Every chapter has pretty much the same sort of story line.  1. Ridiculous over the top wedding.  2. Open Bar.  3. Jen behaves like a spoiled toddler.  4. Somebody has to do damage control because she’s a raging alcoholic, and not even the kind that’s just fun to watch.  She’s a TOTAL FUCKING TRAINWRECK.

To the point that in one chapter, she even ADMITS that she “may have been a bit of an alchoholic for a while” – which shows she’s still floating in Denial (capital D for sure) because she had several chapters of being a mess of an alcoholic after that.  Including going for drinks before the wedding so she could drink at the wedding and after the wedding and at the after reception party.  (Side note:  I haven’t exactly been to a million weddings, but not one of my friends has ever had a wedding with a party after the party.)

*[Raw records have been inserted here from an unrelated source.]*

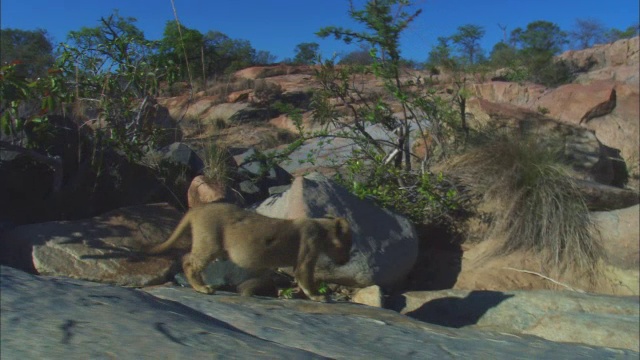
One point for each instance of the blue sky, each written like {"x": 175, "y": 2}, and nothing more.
{"x": 279, "y": 25}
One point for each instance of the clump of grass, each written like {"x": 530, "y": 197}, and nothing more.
{"x": 218, "y": 164}
{"x": 541, "y": 209}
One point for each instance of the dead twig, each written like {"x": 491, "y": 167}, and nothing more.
{"x": 546, "y": 278}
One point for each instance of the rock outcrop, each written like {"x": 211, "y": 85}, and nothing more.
{"x": 571, "y": 317}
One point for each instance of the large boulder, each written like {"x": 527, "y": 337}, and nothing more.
{"x": 620, "y": 231}
{"x": 595, "y": 320}
{"x": 96, "y": 249}
{"x": 46, "y": 317}
{"x": 576, "y": 103}
{"x": 385, "y": 244}
{"x": 591, "y": 159}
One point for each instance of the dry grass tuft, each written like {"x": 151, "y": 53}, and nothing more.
{"x": 541, "y": 208}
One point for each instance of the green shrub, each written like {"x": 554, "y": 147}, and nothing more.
{"x": 541, "y": 209}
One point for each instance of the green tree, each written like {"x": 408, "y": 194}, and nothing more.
{"x": 32, "y": 49}
{"x": 503, "y": 55}
{"x": 112, "y": 69}
{"x": 588, "y": 32}
{"x": 306, "y": 53}
{"x": 617, "y": 34}
{"x": 540, "y": 37}
{"x": 225, "y": 55}
{"x": 182, "y": 46}
{"x": 361, "y": 56}
{"x": 263, "y": 57}
{"x": 440, "y": 55}
{"x": 537, "y": 44}
{"x": 467, "y": 38}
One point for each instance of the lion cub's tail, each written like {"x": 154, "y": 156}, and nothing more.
{"x": 177, "y": 233}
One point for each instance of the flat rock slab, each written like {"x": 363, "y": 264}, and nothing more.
{"x": 50, "y": 317}
{"x": 57, "y": 318}
{"x": 96, "y": 249}
{"x": 565, "y": 316}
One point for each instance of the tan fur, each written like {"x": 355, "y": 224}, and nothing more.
{"x": 257, "y": 242}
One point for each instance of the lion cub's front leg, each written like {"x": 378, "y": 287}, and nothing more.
{"x": 304, "y": 274}
{"x": 193, "y": 267}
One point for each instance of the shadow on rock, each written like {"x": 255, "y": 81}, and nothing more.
{"x": 458, "y": 312}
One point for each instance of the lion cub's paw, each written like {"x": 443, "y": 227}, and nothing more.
{"x": 206, "y": 289}
{"x": 318, "y": 298}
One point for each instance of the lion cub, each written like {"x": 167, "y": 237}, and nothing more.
{"x": 258, "y": 242}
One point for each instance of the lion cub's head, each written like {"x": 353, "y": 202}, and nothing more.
{"x": 339, "y": 248}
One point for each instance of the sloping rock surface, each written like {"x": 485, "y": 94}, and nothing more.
{"x": 554, "y": 315}
{"x": 96, "y": 249}
{"x": 46, "y": 317}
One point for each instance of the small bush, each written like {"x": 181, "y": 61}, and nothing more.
{"x": 217, "y": 161}
{"x": 541, "y": 207}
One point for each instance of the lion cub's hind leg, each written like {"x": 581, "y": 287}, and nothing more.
{"x": 193, "y": 267}
{"x": 205, "y": 248}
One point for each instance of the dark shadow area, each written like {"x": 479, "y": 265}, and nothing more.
{"x": 102, "y": 233}
{"x": 458, "y": 312}
{"x": 439, "y": 259}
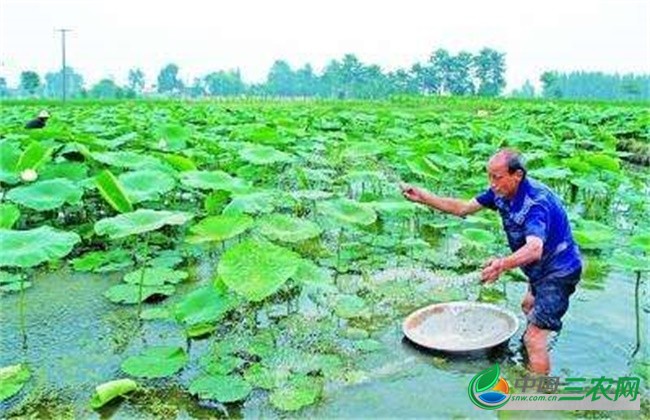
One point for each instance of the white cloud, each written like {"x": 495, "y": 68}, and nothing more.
{"x": 111, "y": 36}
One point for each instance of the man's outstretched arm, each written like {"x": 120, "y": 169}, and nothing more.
{"x": 454, "y": 206}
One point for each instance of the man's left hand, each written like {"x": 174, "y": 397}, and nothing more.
{"x": 492, "y": 270}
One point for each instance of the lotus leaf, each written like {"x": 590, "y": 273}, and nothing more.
{"x": 27, "y": 248}
{"x": 221, "y": 388}
{"x": 12, "y": 380}
{"x": 348, "y": 211}
{"x": 9, "y": 215}
{"x": 219, "y": 228}
{"x": 298, "y": 392}
{"x": 146, "y": 185}
{"x": 113, "y": 192}
{"x": 204, "y": 305}
{"x": 111, "y": 390}
{"x": 156, "y": 362}
{"x": 46, "y": 195}
{"x": 263, "y": 155}
{"x": 140, "y": 221}
{"x": 155, "y": 276}
{"x": 287, "y": 228}
{"x": 215, "y": 180}
{"x": 255, "y": 269}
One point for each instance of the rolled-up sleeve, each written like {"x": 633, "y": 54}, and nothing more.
{"x": 536, "y": 222}
{"x": 486, "y": 199}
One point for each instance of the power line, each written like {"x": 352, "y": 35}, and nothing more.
{"x": 63, "y": 68}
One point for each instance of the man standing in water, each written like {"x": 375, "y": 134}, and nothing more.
{"x": 541, "y": 241}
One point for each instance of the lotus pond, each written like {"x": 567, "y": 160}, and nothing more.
{"x": 255, "y": 258}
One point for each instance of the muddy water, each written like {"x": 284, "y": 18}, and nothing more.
{"x": 73, "y": 338}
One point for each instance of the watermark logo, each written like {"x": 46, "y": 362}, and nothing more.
{"x": 488, "y": 390}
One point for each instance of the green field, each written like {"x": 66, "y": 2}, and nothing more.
{"x": 233, "y": 256}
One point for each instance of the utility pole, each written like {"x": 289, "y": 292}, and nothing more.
{"x": 63, "y": 68}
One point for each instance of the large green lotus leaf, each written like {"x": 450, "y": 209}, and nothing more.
{"x": 46, "y": 195}
{"x": 626, "y": 261}
{"x": 298, "y": 392}
{"x": 204, "y": 305}
{"x": 173, "y": 137}
{"x": 310, "y": 273}
{"x": 551, "y": 173}
{"x": 12, "y": 380}
{"x": 9, "y": 155}
{"x": 641, "y": 241}
{"x": 424, "y": 167}
{"x": 35, "y": 155}
{"x": 103, "y": 261}
{"x": 10, "y": 282}
{"x": 129, "y": 293}
{"x": 113, "y": 192}
{"x": 155, "y": 276}
{"x": 263, "y": 155}
{"x": 139, "y": 221}
{"x": 146, "y": 185}
{"x": 603, "y": 162}
{"x": 180, "y": 163}
{"x": 215, "y": 180}
{"x": 129, "y": 160}
{"x": 219, "y": 228}
{"x": 478, "y": 236}
{"x": 348, "y": 211}
{"x": 285, "y": 228}
{"x": 156, "y": 362}
{"x": 255, "y": 269}
{"x": 594, "y": 235}
{"x": 108, "y": 391}
{"x": 74, "y": 171}
{"x": 9, "y": 215}
{"x": 397, "y": 208}
{"x": 27, "y": 248}
{"x": 224, "y": 389}
{"x": 362, "y": 150}
{"x": 350, "y": 306}
{"x": 251, "y": 203}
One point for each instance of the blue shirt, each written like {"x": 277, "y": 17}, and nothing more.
{"x": 536, "y": 211}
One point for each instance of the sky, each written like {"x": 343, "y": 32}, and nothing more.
{"x": 109, "y": 37}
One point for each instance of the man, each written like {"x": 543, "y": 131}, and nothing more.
{"x": 39, "y": 121}
{"x": 540, "y": 238}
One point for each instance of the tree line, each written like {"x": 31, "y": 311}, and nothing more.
{"x": 462, "y": 74}
{"x": 443, "y": 73}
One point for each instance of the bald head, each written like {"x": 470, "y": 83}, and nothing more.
{"x": 505, "y": 171}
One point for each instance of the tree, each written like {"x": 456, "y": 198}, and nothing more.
{"x": 136, "y": 81}
{"x": 4, "y": 90}
{"x": 437, "y": 76}
{"x": 490, "y": 70}
{"x": 224, "y": 83}
{"x": 30, "y": 81}
{"x": 526, "y": 91}
{"x": 54, "y": 81}
{"x": 280, "y": 80}
{"x": 106, "y": 89}
{"x": 168, "y": 81}
{"x": 458, "y": 78}
{"x": 551, "y": 84}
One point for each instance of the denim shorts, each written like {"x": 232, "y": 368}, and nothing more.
{"x": 552, "y": 300}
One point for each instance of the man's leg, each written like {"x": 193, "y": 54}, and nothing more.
{"x": 528, "y": 303}
{"x": 536, "y": 342}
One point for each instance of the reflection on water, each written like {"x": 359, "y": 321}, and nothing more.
{"x": 76, "y": 339}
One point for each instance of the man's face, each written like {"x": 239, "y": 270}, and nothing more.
{"x": 503, "y": 183}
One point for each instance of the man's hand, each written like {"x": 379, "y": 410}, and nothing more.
{"x": 492, "y": 270}
{"x": 412, "y": 193}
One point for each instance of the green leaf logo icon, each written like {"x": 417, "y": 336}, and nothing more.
{"x": 487, "y": 378}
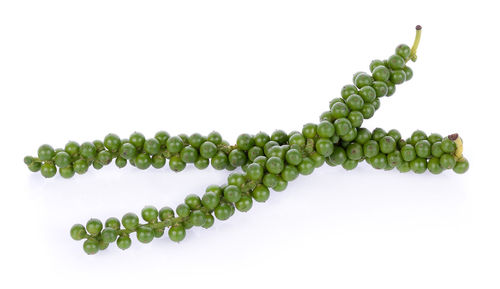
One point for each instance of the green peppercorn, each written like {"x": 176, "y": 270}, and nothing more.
{"x": 142, "y": 161}
{"x": 197, "y": 218}
{"x": 408, "y": 153}
{"x": 177, "y": 233}
{"x": 447, "y": 161}
{"x": 261, "y": 193}
{"x": 223, "y": 211}
{"x": 232, "y": 193}
{"x": 78, "y": 232}
{"x": 91, "y": 246}
{"x": 434, "y": 166}
{"x": 176, "y": 164}
{"x": 418, "y": 165}
{"x": 130, "y": 221}
{"x": 48, "y": 170}
{"x": 149, "y": 214}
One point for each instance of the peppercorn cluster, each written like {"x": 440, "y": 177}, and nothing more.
{"x": 266, "y": 162}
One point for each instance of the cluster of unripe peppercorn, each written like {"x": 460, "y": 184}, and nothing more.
{"x": 266, "y": 161}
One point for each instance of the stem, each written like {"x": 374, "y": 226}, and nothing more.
{"x": 413, "y": 54}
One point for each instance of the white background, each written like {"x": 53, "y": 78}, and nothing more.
{"x": 77, "y": 70}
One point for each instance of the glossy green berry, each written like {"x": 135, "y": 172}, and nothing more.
{"x": 162, "y": 137}
{"x": 72, "y": 148}
{"x": 45, "y": 152}
{"x": 112, "y": 142}
{"x": 193, "y": 201}
{"x": 381, "y": 73}
{"x": 279, "y": 136}
{"x": 368, "y": 111}
{"x": 149, "y": 214}
{"x": 363, "y": 79}
{"x": 232, "y": 193}
{"x": 152, "y": 146}
{"x": 210, "y": 200}
{"x": 418, "y": 165}
{"x": 355, "y": 102}
{"x": 197, "y": 218}
{"x": 177, "y": 233}
{"x": 417, "y": 136}
{"x": 447, "y": 161}
{"x": 142, "y": 161}
{"x": 166, "y": 213}
{"x": 396, "y": 62}
{"x": 381, "y": 88}
{"x": 130, "y": 221}
{"x": 48, "y": 170}
{"x": 244, "y": 142}
{"x": 255, "y": 172}
{"x": 447, "y": 145}
{"x": 223, "y": 211}
{"x": 159, "y": 161}
{"x": 67, "y": 172}
{"x": 395, "y": 134}
{"x": 398, "y": 76}
{"x": 261, "y": 193}
{"x": 342, "y": 126}
{"x": 109, "y": 235}
{"x": 289, "y": 173}
{"x": 62, "y": 159}
{"x": 368, "y": 94}
{"x": 189, "y": 154}
{"x": 183, "y": 210}
{"x": 371, "y": 148}
{"x": 275, "y": 165}
{"x": 127, "y": 151}
{"x": 176, "y": 164}
{"x": 379, "y": 161}
{"x": 339, "y": 110}
{"x": 434, "y": 166}
{"x": 91, "y": 246}
{"x": 196, "y": 139}
{"x": 137, "y": 139}
{"x": 354, "y": 151}
{"x": 175, "y": 144}
{"x": 94, "y": 227}
{"x": 236, "y": 179}
{"x": 104, "y": 157}
{"x": 244, "y": 204}
{"x": 124, "y": 242}
{"x": 325, "y": 129}
{"x": 391, "y": 88}
{"x": 347, "y": 90}
{"x": 408, "y": 153}
{"x": 237, "y": 158}
{"x": 408, "y": 73}
{"x": 78, "y": 232}
{"x": 88, "y": 150}
{"x": 324, "y": 146}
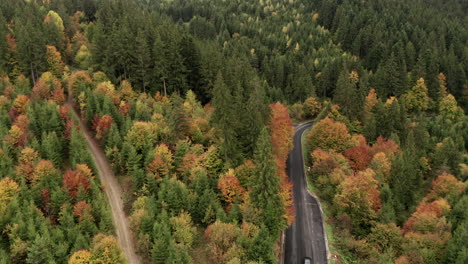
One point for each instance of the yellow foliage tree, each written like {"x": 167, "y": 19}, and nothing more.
{"x": 8, "y": 188}
{"x": 54, "y": 61}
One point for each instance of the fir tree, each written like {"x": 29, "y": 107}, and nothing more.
{"x": 266, "y": 186}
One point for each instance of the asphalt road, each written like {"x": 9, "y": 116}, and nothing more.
{"x": 305, "y": 237}
{"x": 114, "y": 195}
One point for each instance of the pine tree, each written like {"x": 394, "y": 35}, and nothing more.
{"x": 144, "y": 60}
{"x": 266, "y": 186}
{"x": 222, "y": 102}
{"x": 345, "y": 94}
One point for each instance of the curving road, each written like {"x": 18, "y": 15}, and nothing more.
{"x": 305, "y": 237}
{"x": 114, "y": 195}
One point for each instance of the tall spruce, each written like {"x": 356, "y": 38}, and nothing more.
{"x": 266, "y": 186}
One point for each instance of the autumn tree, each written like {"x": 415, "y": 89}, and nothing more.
{"x": 26, "y": 163}
{"x": 183, "y": 229}
{"x": 230, "y": 187}
{"x": 8, "y": 189}
{"x": 328, "y": 135}
{"x": 222, "y": 238}
{"x": 370, "y": 101}
{"x": 105, "y": 250}
{"x": 74, "y": 180}
{"x": 54, "y": 61}
{"x": 328, "y": 170}
{"x": 266, "y": 186}
{"x": 142, "y": 135}
{"x": 444, "y": 186}
{"x": 281, "y": 130}
{"x": 359, "y": 156}
{"x": 102, "y": 126}
{"x": 449, "y": 110}
{"x": 359, "y": 197}
{"x": 81, "y": 210}
{"x": 162, "y": 162}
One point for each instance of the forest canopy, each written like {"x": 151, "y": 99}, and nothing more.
{"x": 193, "y": 103}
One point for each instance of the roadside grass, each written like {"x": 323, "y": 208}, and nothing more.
{"x": 328, "y": 228}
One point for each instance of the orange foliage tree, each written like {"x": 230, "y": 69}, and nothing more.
{"x": 73, "y": 180}
{"x": 82, "y": 209}
{"x": 222, "y": 238}
{"x": 389, "y": 147}
{"x": 8, "y": 188}
{"x": 102, "y": 125}
{"x": 79, "y": 81}
{"x": 359, "y": 196}
{"x": 359, "y": 156}
{"x": 54, "y": 61}
{"x": 281, "y": 134}
{"x": 281, "y": 131}
{"x": 162, "y": 162}
{"x": 329, "y": 135}
{"x": 26, "y": 163}
{"x": 446, "y": 184}
{"x": 230, "y": 187}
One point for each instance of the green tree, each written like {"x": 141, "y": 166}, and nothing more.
{"x": 223, "y": 118}
{"x": 265, "y": 186}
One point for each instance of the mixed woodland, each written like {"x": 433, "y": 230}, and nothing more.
{"x": 193, "y": 103}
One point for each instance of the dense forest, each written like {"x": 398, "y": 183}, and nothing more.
{"x": 193, "y": 104}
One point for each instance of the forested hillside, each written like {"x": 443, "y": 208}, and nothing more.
{"x": 192, "y": 102}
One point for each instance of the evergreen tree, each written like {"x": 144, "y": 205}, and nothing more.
{"x": 223, "y": 118}
{"x": 266, "y": 186}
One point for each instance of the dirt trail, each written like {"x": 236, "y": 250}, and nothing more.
{"x": 114, "y": 194}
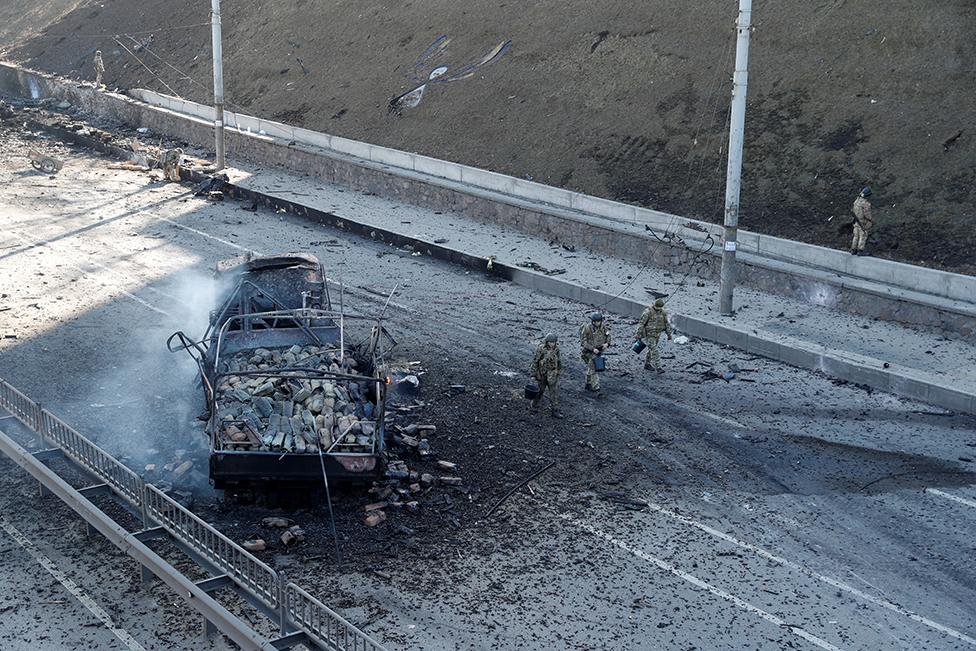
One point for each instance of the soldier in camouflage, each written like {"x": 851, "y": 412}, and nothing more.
{"x": 863, "y": 221}
{"x": 99, "y": 68}
{"x": 653, "y": 322}
{"x": 546, "y": 366}
{"x": 594, "y": 340}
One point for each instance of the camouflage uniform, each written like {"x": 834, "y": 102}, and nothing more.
{"x": 592, "y": 336}
{"x": 99, "y": 69}
{"x": 653, "y": 322}
{"x": 546, "y": 366}
{"x": 169, "y": 159}
{"x": 863, "y": 223}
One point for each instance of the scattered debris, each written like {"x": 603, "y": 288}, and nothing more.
{"x": 528, "y": 264}
{"x": 42, "y": 163}
{"x": 211, "y": 183}
{"x": 282, "y": 413}
{"x": 374, "y": 518}
{"x": 255, "y": 545}
{"x": 293, "y": 536}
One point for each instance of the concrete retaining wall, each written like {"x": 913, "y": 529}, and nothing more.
{"x": 905, "y": 276}
{"x": 532, "y": 208}
{"x": 840, "y": 364}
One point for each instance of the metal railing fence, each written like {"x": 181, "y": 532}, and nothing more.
{"x": 323, "y": 626}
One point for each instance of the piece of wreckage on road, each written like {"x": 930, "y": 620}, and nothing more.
{"x": 294, "y": 388}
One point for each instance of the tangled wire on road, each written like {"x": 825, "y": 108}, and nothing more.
{"x": 684, "y": 256}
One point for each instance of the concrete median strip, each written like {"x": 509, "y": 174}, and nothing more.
{"x": 906, "y": 382}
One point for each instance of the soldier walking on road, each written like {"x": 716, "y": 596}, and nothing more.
{"x": 99, "y": 68}
{"x": 546, "y": 366}
{"x": 594, "y": 340}
{"x": 653, "y": 322}
{"x": 863, "y": 221}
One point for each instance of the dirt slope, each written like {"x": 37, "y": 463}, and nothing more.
{"x": 622, "y": 99}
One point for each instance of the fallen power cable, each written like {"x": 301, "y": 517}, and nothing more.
{"x": 519, "y": 485}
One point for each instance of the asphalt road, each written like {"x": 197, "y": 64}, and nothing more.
{"x": 788, "y": 512}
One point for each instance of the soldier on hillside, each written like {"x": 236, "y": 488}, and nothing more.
{"x": 99, "y": 68}
{"x": 863, "y": 221}
{"x": 546, "y": 366}
{"x": 594, "y": 340}
{"x": 652, "y": 323}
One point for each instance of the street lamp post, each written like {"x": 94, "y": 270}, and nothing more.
{"x": 218, "y": 83}
{"x": 733, "y": 179}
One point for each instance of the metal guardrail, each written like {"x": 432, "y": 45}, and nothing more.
{"x": 26, "y": 410}
{"x": 241, "y": 566}
{"x": 323, "y": 624}
{"x": 123, "y": 481}
{"x": 324, "y": 628}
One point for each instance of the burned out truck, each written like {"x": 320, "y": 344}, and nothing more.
{"x": 295, "y": 389}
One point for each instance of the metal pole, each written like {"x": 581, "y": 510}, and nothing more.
{"x": 733, "y": 179}
{"x": 218, "y": 83}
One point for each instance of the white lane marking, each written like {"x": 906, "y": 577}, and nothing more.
{"x": 33, "y": 242}
{"x": 201, "y": 233}
{"x": 694, "y": 580}
{"x": 949, "y": 496}
{"x": 723, "y": 419}
{"x": 70, "y": 586}
{"x": 840, "y": 585}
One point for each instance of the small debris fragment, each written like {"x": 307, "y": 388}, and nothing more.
{"x": 375, "y": 517}
{"x": 255, "y": 545}
{"x": 293, "y": 536}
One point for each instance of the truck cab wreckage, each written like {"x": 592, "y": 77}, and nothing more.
{"x": 295, "y": 390}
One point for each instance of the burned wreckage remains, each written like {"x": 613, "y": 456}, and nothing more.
{"x": 294, "y": 388}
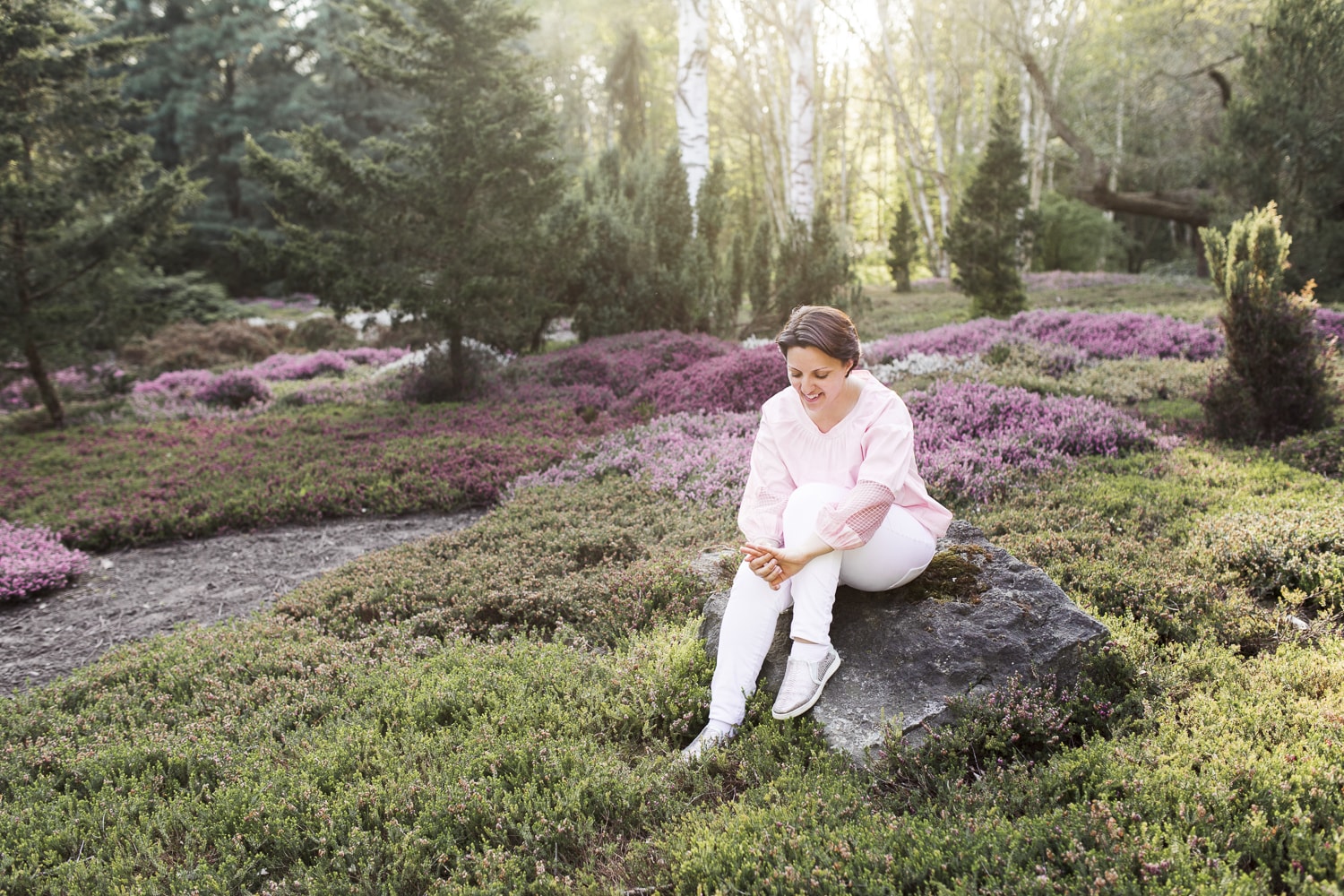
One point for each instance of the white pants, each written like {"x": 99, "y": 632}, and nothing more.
{"x": 898, "y": 551}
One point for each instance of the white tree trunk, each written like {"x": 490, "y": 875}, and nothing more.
{"x": 803, "y": 110}
{"x": 693, "y": 90}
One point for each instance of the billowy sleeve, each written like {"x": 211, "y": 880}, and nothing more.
{"x": 769, "y": 487}
{"x": 887, "y": 463}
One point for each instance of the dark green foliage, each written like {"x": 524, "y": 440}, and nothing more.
{"x": 314, "y": 333}
{"x": 625, "y": 77}
{"x": 814, "y": 269}
{"x": 760, "y": 266}
{"x": 599, "y": 562}
{"x": 903, "y": 246}
{"x": 989, "y": 233}
{"x": 1274, "y": 382}
{"x": 647, "y": 258}
{"x": 440, "y": 381}
{"x": 1320, "y": 452}
{"x": 1073, "y": 236}
{"x": 80, "y": 194}
{"x": 191, "y": 346}
{"x": 218, "y": 72}
{"x": 1282, "y": 134}
{"x": 448, "y": 223}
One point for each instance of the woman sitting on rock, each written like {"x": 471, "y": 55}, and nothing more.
{"x": 833, "y": 497}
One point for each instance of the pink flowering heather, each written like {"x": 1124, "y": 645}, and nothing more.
{"x": 236, "y": 390}
{"x": 1064, "y": 280}
{"x": 300, "y": 367}
{"x": 370, "y": 357}
{"x": 75, "y": 383}
{"x": 620, "y": 363}
{"x": 972, "y": 440}
{"x": 174, "y": 384}
{"x": 32, "y": 560}
{"x": 739, "y": 381}
{"x": 1099, "y": 336}
{"x": 695, "y": 457}
{"x": 183, "y": 478}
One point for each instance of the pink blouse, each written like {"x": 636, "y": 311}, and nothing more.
{"x": 870, "y": 452}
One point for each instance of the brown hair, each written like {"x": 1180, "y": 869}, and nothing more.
{"x": 824, "y": 328}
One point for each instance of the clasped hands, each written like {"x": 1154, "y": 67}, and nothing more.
{"x": 779, "y": 564}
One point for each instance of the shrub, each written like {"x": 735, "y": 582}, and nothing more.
{"x": 593, "y": 560}
{"x": 234, "y": 390}
{"x": 739, "y": 381}
{"x": 975, "y": 440}
{"x": 300, "y": 367}
{"x": 1290, "y": 555}
{"x": 322, "y": 332}
{"x": 1320, "y": 452}
{"x": 989, "y": 230}
{"x": 618, "y": 363}
{"x": 435, "y": 381}
{"x": 195, "y": 346}
{"x": 129, "y": 484}
{"x": 698, "y": 458}
{"x": 1274, "y": 384}
{"x": 34, "y": 560}
{"x": 1098, "y": 336}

I read to the end because I was determined there had to be a point to all this.  But there wasn’t.  There was no arc that made her sympathetic in the least.  And she glossed over all the weddings, which was supposed to be the point of this book.

I would have loved it if we could have enjoyed more details about the traditional New Orleans wedding bash – or hell, even more about the gifts that all got stolen (nope, just a throwaway line about how the bride was like “oh well”  – um,  no she wasn’t.).  The destination weddings.  Hell, even a detail about THE BRIDE’S DRESS instead of Jen telling us what she wore to the bash.

I would rather read the 2nd 50 Shades book than read any more of her drivel.  I’m pretty sure the only reason that this book ever saw the light of day was because she wrote for a big NYC magazine and has friends in the Biz.

In fact, the only thing this book has going for her was the fact that she managed remarkably well formatted sentences and exceptional grammar.  But that aside, it’s total crap.  So 2 out of 5, but only because her sentences were pretty.